The Cities Blog

Youth Farm expands to Hawthorne, Frogtown neighborhoods

[image]

In an era of cutbacks to youth programs, Youth Farm's expansion announcement comes as a surprise.

The 16-year-old nonprofit announced it will add programs for this summer in the Hawthorne neighborhood in Minneapolis, and Frogtown in St. Paul. Youth Farm "builds youth leadership through planting, growing, preparing, and selling food" in the Lyndale and Powderhorn neighborhoods in Minneapolis, and on St. Paul's West Side.

Five hundred kids, ages 9 to 18, participate in its year-round programs. Its youth guide positions also provide summer employment to neighborhood teenagers. The program is free to participants, and one perk I noticed for parents: your kids get excited about vegetables and beg to cook at home.

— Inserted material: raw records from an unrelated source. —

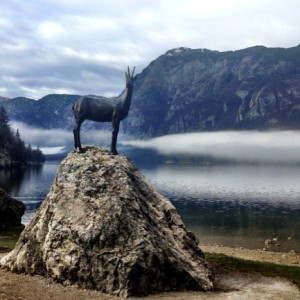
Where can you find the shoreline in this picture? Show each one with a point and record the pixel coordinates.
(228, 284)
(281, 258)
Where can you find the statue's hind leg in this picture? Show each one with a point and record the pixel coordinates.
(76, 132)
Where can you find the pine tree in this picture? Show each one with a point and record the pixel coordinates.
(6, 136)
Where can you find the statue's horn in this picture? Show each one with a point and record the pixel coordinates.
(133, 71)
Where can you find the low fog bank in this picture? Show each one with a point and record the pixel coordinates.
(239, 146)
(54, 141)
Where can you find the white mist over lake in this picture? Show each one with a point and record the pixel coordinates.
(241, 146)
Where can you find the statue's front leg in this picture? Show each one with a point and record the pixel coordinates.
(115, 131)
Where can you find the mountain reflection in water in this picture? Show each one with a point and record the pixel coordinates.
(230, 205)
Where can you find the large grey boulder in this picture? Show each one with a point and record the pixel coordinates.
(11, 210)
(102, 226)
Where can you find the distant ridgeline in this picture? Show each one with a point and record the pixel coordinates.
(190, 90)
(13, 152)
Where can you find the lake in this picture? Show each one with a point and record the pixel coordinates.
(230, 205)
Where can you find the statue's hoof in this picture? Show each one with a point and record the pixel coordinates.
(79, 150)
(114, 152)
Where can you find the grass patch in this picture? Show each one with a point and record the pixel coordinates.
(9, 238)
(221, 261)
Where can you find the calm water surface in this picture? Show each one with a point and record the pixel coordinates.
(230, 205)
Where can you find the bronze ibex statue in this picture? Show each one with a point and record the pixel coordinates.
(101, 109)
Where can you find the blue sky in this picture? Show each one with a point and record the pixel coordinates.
(84, 46)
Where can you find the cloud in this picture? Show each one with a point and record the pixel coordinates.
(84, 47)
(242, 146)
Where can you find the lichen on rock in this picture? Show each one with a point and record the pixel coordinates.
(102, 226)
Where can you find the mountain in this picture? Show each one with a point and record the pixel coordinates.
(51, 111)
(202, 90)
(188, 90)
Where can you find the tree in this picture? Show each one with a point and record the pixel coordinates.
(6, 135)
(18, 151)
(14, 146)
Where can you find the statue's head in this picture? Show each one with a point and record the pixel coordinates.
(129, 77)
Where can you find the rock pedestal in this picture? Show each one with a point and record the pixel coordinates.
(11, 210)
(102, 226)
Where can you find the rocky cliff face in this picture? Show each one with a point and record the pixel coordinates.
(102, 226)
(11, 210)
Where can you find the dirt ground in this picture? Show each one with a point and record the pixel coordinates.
(231, 285)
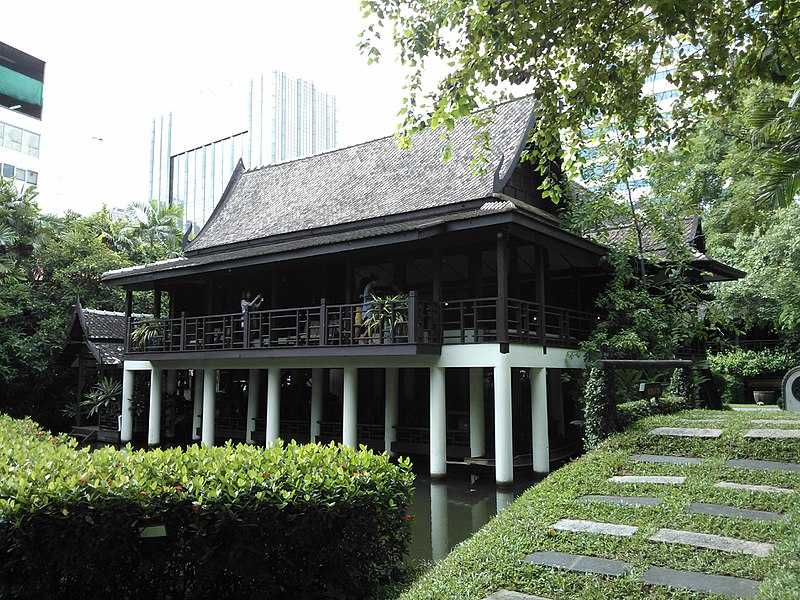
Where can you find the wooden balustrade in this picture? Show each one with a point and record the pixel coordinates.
(406, 321)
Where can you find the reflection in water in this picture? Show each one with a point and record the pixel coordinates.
(448, 512)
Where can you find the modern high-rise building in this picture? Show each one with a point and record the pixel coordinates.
(267, 119)
(21, 101)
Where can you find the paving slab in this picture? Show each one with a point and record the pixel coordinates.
(724, 585)
(712, 542)
(582, 526)
(773, 433)
(746, 487)
(720, 510)
(663, 458)
(686, 432)
(578, 562)
(764, 465)
(622, 500)
(660, 479)
(510, 595)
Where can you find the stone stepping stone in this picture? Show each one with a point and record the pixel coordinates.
(662, 458)
(764, 465)
(773, 433)
(686, 432)
(724, 585)
(746, 487)
(775, 422)
(659, 479)
(622, 500)
(712, 542)
(510, 595)
(720, 510)
(579, 563)
(581, 526)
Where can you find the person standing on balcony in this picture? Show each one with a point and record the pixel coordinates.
(248, 304)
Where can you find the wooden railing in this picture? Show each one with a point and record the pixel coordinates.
(405, 321)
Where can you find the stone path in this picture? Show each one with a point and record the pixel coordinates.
(712, 542)
(509, 595)
(580, 563)
(662, 458)
(732, 587)
(658, 479)
(773, 433)
(686, 432)
(581, 526)
(746, 487)
(764, 465)
(720, 510)
(622, 500)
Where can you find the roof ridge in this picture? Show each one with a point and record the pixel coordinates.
(371, 141)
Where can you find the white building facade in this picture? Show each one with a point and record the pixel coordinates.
(21, 100)
(270, 118)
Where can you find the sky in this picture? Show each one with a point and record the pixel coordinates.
(112, 67)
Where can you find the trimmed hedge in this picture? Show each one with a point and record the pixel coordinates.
(228, 522)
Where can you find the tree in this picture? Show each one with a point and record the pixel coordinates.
(583, 62)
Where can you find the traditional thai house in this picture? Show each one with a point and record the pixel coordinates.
(409, 303)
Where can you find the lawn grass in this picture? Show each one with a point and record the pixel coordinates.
(491, 559)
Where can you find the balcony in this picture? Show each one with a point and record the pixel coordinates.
(390, 327)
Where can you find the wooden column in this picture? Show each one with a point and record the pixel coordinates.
(437, 275)
(541, 296)
(157, 302)
(502, 291)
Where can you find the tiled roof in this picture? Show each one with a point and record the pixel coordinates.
(369, 180)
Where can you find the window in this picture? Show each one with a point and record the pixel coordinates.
(30, 143)
(13, 138)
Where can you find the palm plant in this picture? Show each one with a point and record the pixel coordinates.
(157, 224)
(776, 129)
(104, 394)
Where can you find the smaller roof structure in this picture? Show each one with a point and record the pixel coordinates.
(100, 332)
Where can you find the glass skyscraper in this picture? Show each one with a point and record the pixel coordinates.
(271, 118)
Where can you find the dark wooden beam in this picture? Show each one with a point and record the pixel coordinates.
(502, 290)
(541, 295)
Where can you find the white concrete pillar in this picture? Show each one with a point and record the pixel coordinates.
(154, 420)
(209, 406)
(392, 407)
(350, 407)
(197, 404)
(273, 405)
(439, 541)
(477, 416)
(253, 394)
(503, 432)
(318, 389)
(540, 429)
(172, 390)
(438, 425)
(126, 426)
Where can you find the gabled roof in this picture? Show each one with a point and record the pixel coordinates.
(102, 331)
(365, 181)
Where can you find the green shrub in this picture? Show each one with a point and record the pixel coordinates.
(229, 522)
(731, 368)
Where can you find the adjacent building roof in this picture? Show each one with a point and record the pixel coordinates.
(102, 332)
(373, 179)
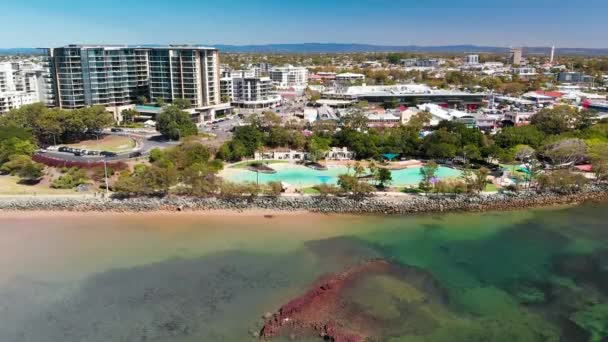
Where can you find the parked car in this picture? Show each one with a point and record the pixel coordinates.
(107, 154)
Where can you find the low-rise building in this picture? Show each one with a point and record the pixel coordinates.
(289, 76)
(280, 154)
(340, 153)
(574, 78)
(349, 77)
(254, 93)
(407, 95)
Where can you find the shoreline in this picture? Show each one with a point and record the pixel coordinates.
(294, 205)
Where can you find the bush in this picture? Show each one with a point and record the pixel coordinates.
(451, 186)
(328, 189)
(73, 178)
(234, 190)
(274, 189)
(60, 164)
(15, 163)
(561, 181)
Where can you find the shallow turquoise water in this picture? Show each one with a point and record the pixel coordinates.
(535, 275)
(302, 176)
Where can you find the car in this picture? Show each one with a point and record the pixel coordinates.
(107, 154)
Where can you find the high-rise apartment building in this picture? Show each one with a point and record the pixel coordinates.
(185, 72)
(471, 59)
(110, 76)
(22, 83)
(115, 76)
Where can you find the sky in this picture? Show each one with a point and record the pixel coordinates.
(47, 23)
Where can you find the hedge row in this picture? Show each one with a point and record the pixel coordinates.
(59, 163)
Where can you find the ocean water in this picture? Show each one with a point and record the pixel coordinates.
(536, 275)
(302, 176)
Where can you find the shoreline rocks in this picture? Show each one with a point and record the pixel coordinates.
(316, 204)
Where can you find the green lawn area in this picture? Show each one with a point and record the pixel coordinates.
(491, 188)
(9, 186)
(310, 191)
(513, 168)
(409, 190)
(112, 143)
(243, 165)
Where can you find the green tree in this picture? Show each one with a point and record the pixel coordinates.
(428, 172)
(384, 177)
(175, 124)
(15, 146)
(317, 146)
(597, 150)
(556, 120)
(522, 135)
(31, 173)
(566, 151)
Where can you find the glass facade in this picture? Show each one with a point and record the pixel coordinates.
(116, 76)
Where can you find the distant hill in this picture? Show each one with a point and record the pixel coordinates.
(353, 48)
(20, 51)
(346, 48)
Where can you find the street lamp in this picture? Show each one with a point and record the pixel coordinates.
(105, 167)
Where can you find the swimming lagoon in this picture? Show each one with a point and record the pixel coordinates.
(302, 176)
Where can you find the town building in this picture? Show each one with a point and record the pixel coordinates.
(115, 76)
(471, 59)
(422, 62)
(516, 56)
(574, 78)
(289, 76)
(186, 72)
(439, 113)
(254, 93)
(15, 99)
(21, 84)
(349, 77)
(407, 95)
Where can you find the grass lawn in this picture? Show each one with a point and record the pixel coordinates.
(243, 165)
(9, 186)
(409, 190)
(513, 168)
(112, 143)
(310, 191)
(491, 188)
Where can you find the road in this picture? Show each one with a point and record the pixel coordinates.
(145, 142)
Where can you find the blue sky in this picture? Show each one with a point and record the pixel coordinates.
(565, 23)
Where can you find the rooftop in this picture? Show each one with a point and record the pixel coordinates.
(143, 47)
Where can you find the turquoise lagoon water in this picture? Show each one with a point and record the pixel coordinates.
(302, 176)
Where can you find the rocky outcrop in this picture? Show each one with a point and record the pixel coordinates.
(372, 205)
(315, 310)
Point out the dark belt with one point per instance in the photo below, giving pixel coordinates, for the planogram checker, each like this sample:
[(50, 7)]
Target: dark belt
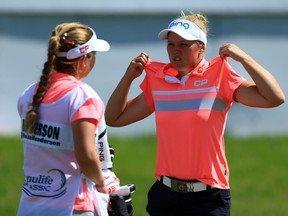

As for why his grant-funded program is flourishing in an economic drought, Executive Director Gunnar Liden thinks a lot of hard work is paying off and the timing is ripe. "I think people right now are recognizing the combination of locally-centered work, meaningful jobs for youth, the whole urban farming movement--I know for the first many years that I worked for Youth Farm, just getting people to see it not as 'cute kids in a garden' was a real struggle" said Liden. "And I think people are starting to recognize -- funders and community partners are starting to recognize -- that this is really transformative work."

Youth farmers plant, care for and harvest flowers and produce, cook nutritious meals, sell their bounty at farmers markets, and work with community artists.